OOM when loading the text encoder
Same root cause as documented upstream — the default unquantized Gemma 3 12B encoder OOMs on 16GB cards when loaded alongside the Sulphur 2 weights (Lightricks/ComfyUI-LTXVideo#303, a community feature request, names the RTX 4080 as one of the blocked 16GB cards and reports Peak Usage: 29068 MiB on a 16GB card running the LTX-2 19B-dev-fp8 pipeline). Replace it with gemma-3-12b-it-qat-UD-Q4_K_XL.gguf from Unsloth (step 4 above). Also enable CPU offload for the Gemma encoder via the KJNodes model-offload nodes — keep the encoder unloaded from VRAM while the DiT is sampling. The RTX 4080 SUPER's PCIe Gen4 x16 host link makes this offload no worse than on narrower-bus 16GB cards.

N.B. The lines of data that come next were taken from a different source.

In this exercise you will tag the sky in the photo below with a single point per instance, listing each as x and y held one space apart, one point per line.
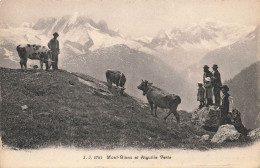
135 17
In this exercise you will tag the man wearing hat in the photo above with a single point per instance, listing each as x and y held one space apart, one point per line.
216 81
54 47
207 73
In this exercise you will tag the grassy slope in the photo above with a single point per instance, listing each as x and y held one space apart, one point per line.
64 111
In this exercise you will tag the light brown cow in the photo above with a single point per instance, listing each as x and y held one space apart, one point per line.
34 52
116 77
158 98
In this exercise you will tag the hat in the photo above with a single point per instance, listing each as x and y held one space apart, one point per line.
225 87
208 79
199 83
206 66
55 34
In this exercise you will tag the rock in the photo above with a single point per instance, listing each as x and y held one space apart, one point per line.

Output looks under-baked / noisy at 8 steps
If you used the dev GGUF but forgot the distill LoRA, the 8-step / CFG=1 schedule runs against an un-distilled model and produces under-denoised, low-quality frames. Confirm the LoraLoaderModelOnly node is pointed at sulphur_lora_rank_768.safetensors (step 3) and is connected to the GGUF model loader — the dev GGUF is not distilled on its own.
"sulphur_final" referenced in the workflow but missing locally
The upstream workflow JSON contains a sulphur_final.safetensors LoRA reference that does not exist as a published file. Per the SulphurAI README: "I'm aware the workflows contain sulphur_final right now, just use the lora or use the full models, don't use both at the same time." On the GGUF path, point that LoraLoaderModelOnly node at sulphur_lora_rank_768.safetensors (the published distill LoRA) instead.

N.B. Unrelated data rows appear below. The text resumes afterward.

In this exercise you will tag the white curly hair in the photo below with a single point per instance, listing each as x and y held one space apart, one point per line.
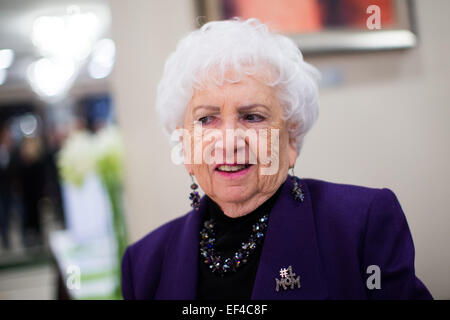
245 47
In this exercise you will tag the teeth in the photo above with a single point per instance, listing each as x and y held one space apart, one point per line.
231 168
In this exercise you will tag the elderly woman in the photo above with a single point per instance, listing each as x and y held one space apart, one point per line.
258 232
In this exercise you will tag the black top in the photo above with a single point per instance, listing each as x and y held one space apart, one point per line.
230 233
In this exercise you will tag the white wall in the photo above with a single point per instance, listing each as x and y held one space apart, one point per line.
385 125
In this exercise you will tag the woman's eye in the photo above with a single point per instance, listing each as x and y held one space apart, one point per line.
206 120
253 117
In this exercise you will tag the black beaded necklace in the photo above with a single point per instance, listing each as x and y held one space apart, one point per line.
221 266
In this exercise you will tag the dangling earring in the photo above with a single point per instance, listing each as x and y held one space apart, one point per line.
297 191
194 196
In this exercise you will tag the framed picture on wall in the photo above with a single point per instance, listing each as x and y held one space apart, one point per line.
321 26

Gemma GGUF loader fails or outputs gibberish
The Gemma 3 GGUF loader in ComfyUI-GGUF needed recent loader fixes merged for the LTX-2 family path (Sulphur-2 inherits this requirement via the LTX-2.3 lineage it builds on); pull the latest city96/ComfyUI-GGUF main so the Gemma encoder loads correctly — see the loader-compatibility notes on Kijai/LTXV2_comfy discussion #7.
Slow generation
Keep the Gemma encoder offloaded with the KJNodes model-offload nodes; VRAM thrashing on a 16GB card kills wall time even on a fast card. The RTX 4080 SUPER's ~736 GB/s memory bandwidth is generous for a 16GB card, but a stack that's swapping between CPU RAM and VRAM mid-sample will still stall — drop frame counts and resolution further if you observe steady-state VRAM oscillation in nvidia-smi. Empirical RTX 4080 SUPER wall-time numbers will appear at /check/sulphur-2/rtx-4080-super once contributed.
Pushing beyond Q4_K_S
The Q4_K_M dev GGUF (13.31 GiB) is technically loadable on the 4080 SUPER 16GB but leaves only ~1 GiB of headroom for the LoRA + activations + the QAT Gemma encoder — feasible only at the lowest frame counts (≤ 25) and resolution (≤ 768 px). Q5 and above will OOM; the vantagewithai per-tier table is unambiguous that Q5_K_S at 15 GB-decimal already exceeds the practical ceiling. The RTX 4080 SUPER's extra compute does not buy a higher quant — VRAM is the binding constraint.